SCVO are the Scottish Council for Voluntary Organisations and a Living Wage Employer. In this long-read, Chief Executive, Anna Fowlie responds to the Living Wage Foundation’s latest study of the Living Wage in the third sector, ‘All Work and Low Pay?’
The Living Wage Foundation’s report, All Work and Low Pay, confirms what my instincts tell me; voluntary organisations want to pay their staff at least the real Living Wage and to be good employers, but the system we work in puts up more barriers than enablers. The report also demonstrates that old adage – people work in charities, social enterprises and community organisations because they love what they do and are committed to the people and causes their organisations support. They’re not in it for the money.
But there comes a point when that starts to feel unreasonable, even exploitative, and we’re past that point now, particularly in the context of the cost-of-living crisis.
Some of the systemic issues raised in the report apply in all sectors – the gendered nature of low pay, clear racial inequalities, and geographical differences. Nearly fifty years on from the Equal Pay Act, after decades of equalities legislation and campaigning, women, people from racialised communities, and disabled people are still paid less than white men. People working in, or close to, capital cities – whether London or Edinburgh – are paid more than those in towns and rural areas.

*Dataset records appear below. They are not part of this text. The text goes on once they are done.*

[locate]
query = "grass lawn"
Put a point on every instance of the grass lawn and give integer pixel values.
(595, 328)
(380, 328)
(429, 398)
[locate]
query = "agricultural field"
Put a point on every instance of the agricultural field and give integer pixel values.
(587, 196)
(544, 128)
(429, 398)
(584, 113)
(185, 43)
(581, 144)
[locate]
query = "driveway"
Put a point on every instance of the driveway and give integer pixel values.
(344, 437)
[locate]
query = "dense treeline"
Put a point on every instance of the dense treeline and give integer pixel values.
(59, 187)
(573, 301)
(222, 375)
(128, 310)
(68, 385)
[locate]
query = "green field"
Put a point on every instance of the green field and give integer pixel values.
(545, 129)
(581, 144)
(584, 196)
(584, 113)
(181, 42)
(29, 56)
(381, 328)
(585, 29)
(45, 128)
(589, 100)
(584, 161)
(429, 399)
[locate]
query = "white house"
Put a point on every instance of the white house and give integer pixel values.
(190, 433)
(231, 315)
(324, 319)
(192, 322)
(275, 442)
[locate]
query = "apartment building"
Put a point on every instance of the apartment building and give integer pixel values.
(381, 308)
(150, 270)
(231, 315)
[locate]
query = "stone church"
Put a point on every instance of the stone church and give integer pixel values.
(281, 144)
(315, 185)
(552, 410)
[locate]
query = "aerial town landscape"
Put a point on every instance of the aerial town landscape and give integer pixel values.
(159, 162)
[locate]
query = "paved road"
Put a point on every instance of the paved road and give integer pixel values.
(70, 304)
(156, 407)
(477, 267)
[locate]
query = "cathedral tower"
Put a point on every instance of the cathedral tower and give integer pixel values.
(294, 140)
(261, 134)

But what is different in our sector? Why have so many of our workers not had pay rises for years? Why are they not on permanent contracts? Why are people still surprised that staff in the voluntary sector get paid at all?
The most obvious answer is the old chestnut of contracting, grants and project-based funding. SCVO and many others have been banging on about this for years. Whatever we might hear about procurement being a driver for improvement in fair work and sustainability, the evidence is that price still dominates and the race to the bottom continues. Public sector contracts have no inflationary uplift, are based on time and task, not quality, outcomes or relationships and there is little recognition of core costs like training, pensions or even rent. Providing services at a lower cost than in-house public sector organisations is seen as value for money rather than what it is – unreasonable expectations/exploitation.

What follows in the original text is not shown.